第15話 釜でピザ作り

「着いたよヒデくん」

「おお、広いですね!」


 キャンプ場に到着した。


 クルマを止めた後、すぐに朝食の準備へ。


 予約しておいたピザ工房で、ピザを作らせてもらう。


 生地にケチャップを塗って、広げていく。このケチャップの段階でうまそうだ。間を開けた瞬間から、新鮮なトマトを使っているってわかる。ホントに市販なのかよと。缶から直接、飲みたいくらいである。


「好きな具材とかあります?」

「サラミ大好き」

「じゃあ、投下しますね」


 薄くスライスされたサラミを、ピザに。もうこれだけでいいのでは、食えるのでは、と思えるほどの完成度だ。


「トマトとチーズを、たっぷり乗せましょう」

「いいね!」


 俺の提案に、寿々花さんが乗ってきた。


 彩りのバランスとか考えない、バカみたいな乗せ方だ。


 周りを見ていると、もっとバジルを乗せたり、テリヤキチキンやコーンを乗せたりと、バリエーションが豊富である。


 それでも、こっちだってうまそうなのには変わりない。


 シンプルイズベストだろ。初めてだから、失敗もしたくないし。なにより、誰かと一緒に作るって体験が大事なんだ。こういうのは。


 チーズと、新鮮なトマトをトッピングして完成だ。


 できあがった生地を、釜にブチこむ。


 焼いてる風景を見られるところが、ピザ窯のいいところだ。


「見てみて。釜の中でチーズがボコボコってなってる」

「できあがりが、楽しみですね」


 火を見つめている間に、腹が減ってくる。


「ピザトーストとか作るときって、こんなにドキドキしませんよ」

「私もー。なんか楽しいよね」


 キャンプで食う物は、アウトドア効果もあって三倍はうまく感じると聞く。


 これも、キャンプ飯効果なのだろうか。ワクワクが止まらない。


「ああもう。いいよね出しても。来る前にガム噛んでたじゃん。胃がふやけちゃってガマンが効かないの」


 寿々花さんが、お腹を押さえる。いやもうかわいいな。 


 ピザを釜から出す。


「いただきまーす」


 寿々花すずかさんが、ピザにかぶりつく。


 チーズがビローンと伸びた。


「んん! おいひいね!」

「うまい! これ、最高!」


 トマトが口の中で弾けて、それをトロトロのチーズが包む。


 生地とチーズの香りが鼻から抜けて、ピザの弾力が歯に心地よい。


「あっという間に、こんなおいしいピザができるんだね」

「ピザ窯は、憧れますけど」

「これは、お店ならではだよね」


 お腹が空いているのか、寿々花さんは一枚をペロリと平らげてしまった。


「ごちそうさまでした。おいしかったぁ。予想外だった。こんなにおいしいなんて」

「菓子パンのピザとは、また違った趣がありますよね」


 寿々花さんが、他のピザ体験者たちを、名残惜しそうに見つめている。


 釜の利用者は、自作のピザを食べて楽しげだ。


 チーズの焦げた匂いが、より食欲を刺激する。「もっと食っていい」という誘惑に、思わず負けそうになった。

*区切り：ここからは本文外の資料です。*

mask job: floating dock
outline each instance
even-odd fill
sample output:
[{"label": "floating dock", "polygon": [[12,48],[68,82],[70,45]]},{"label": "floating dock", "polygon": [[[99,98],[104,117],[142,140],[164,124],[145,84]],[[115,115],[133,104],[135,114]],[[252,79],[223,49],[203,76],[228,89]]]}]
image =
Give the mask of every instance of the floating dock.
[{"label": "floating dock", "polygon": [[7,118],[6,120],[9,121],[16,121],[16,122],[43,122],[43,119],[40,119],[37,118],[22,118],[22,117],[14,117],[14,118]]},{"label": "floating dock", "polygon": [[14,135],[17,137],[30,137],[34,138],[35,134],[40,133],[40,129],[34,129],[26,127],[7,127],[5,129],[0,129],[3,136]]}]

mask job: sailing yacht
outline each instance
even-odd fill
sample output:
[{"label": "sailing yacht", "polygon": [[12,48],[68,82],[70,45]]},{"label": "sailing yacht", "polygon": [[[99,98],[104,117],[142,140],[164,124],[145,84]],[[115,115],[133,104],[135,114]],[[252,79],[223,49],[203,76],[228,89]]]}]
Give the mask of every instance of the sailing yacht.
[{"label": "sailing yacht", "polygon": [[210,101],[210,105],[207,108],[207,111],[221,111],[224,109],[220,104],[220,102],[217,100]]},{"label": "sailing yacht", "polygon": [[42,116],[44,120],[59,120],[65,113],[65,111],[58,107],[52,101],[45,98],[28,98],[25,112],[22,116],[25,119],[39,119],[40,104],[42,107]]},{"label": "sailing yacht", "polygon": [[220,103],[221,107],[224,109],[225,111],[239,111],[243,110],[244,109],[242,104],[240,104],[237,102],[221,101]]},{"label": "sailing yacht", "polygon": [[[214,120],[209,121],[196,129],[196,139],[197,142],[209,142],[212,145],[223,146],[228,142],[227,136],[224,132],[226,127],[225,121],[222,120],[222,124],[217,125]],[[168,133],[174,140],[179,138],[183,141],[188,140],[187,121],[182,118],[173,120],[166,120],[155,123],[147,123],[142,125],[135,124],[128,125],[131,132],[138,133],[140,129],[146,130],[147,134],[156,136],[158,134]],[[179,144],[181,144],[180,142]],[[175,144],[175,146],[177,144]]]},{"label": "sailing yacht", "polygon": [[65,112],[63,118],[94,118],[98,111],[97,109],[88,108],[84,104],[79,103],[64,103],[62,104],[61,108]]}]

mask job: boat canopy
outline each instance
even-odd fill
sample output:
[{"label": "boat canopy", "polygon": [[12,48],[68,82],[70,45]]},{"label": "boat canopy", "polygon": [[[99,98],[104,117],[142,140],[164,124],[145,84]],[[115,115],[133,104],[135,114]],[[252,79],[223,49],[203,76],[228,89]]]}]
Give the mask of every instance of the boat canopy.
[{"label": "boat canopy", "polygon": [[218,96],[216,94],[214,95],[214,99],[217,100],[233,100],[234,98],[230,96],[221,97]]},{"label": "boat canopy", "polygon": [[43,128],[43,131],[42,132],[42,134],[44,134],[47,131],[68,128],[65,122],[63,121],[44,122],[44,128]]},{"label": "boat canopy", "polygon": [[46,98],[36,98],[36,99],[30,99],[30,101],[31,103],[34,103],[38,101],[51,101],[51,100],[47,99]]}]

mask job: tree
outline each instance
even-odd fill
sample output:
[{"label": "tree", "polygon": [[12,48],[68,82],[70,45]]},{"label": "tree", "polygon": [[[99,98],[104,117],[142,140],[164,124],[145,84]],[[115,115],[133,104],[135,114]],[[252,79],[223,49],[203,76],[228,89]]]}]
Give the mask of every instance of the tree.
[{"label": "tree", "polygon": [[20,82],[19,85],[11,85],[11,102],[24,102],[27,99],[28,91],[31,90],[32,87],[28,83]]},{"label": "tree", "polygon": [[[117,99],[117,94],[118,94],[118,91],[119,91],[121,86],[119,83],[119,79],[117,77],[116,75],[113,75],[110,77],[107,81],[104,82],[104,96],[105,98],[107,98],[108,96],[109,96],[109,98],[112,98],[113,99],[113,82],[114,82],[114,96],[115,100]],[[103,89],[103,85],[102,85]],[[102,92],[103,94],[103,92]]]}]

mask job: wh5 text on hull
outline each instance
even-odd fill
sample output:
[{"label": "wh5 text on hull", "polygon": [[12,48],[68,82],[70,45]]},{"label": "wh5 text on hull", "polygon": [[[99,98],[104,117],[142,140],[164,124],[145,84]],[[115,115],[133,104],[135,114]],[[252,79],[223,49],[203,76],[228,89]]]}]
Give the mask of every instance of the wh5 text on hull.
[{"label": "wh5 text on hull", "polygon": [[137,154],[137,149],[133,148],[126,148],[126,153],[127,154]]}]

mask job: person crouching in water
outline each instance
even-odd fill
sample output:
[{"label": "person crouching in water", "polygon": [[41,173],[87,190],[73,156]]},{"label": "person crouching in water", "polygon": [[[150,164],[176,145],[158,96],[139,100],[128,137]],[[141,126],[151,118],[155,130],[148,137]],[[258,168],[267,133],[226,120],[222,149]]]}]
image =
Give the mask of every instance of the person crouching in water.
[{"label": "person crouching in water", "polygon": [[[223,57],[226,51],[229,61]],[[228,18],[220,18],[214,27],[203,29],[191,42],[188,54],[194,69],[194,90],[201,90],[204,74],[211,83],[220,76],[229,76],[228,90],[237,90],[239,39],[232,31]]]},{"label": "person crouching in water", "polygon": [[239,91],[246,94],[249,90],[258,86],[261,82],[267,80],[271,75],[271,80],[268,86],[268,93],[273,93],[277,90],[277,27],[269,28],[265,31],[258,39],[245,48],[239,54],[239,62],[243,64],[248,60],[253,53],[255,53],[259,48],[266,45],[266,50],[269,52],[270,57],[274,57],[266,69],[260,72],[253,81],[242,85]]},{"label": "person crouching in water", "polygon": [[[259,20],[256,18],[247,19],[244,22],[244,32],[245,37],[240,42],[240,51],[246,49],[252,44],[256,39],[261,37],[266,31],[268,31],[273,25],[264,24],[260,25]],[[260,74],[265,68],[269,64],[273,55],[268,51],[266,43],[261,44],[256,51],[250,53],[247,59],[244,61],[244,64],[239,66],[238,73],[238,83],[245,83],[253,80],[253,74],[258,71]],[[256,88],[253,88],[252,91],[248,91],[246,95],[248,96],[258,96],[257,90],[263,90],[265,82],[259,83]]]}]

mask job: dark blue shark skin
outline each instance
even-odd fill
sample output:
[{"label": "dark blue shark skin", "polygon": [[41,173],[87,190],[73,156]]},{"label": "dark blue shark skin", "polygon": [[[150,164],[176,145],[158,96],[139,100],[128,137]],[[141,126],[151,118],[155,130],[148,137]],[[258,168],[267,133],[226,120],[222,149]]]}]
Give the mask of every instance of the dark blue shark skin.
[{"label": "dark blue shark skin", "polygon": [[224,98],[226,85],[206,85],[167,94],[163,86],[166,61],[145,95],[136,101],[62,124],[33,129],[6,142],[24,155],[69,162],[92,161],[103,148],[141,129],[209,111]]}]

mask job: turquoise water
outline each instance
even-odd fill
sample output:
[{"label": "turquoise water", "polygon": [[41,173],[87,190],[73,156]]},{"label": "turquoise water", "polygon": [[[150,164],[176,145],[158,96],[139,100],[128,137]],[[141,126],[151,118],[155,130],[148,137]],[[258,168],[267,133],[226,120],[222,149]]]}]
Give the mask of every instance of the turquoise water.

「わーん。もっと食べてみたいけど、お昼もあるからお預けだぁ」


 たしかにな。ここでまた食べてしまうと、昼食が食えなくなる。


「もう一回来ましょう、寿々花さん!」

「それで解決だ。よかったぁ」


 再度、このキャンプ場で遊ぼうと約束をする。


 いつの間に、こんな関係になれたんだ?


 まあいい。寿々花さんが楽しそうなら、なによりである。


 次は、動物を見に行こうとなった。


 農園が近いので、さすがにトラなどの猛獣はいない。


 羊を間近で見たり、モルモットの大行進を見たり。


 寿々花さんが、ウサギのエサやりコーナーを見つけた。


 ニンジンスティックを購入し、寿々花さんはウサギへと近づける。


 ウサギが、スティックをカリカリとかじりはじめた。寿々花さんの指まで噛んでしまいそうな勢いだ。


「かわいいねえ」


 モリモリとニンジンに食らいつくウサギを、寿々花さんはトロンとした目で見つめていた。


「さて、キャンプ所へ行こう」

「ですね」


 昼と夕方で、キャンプ飯を行う。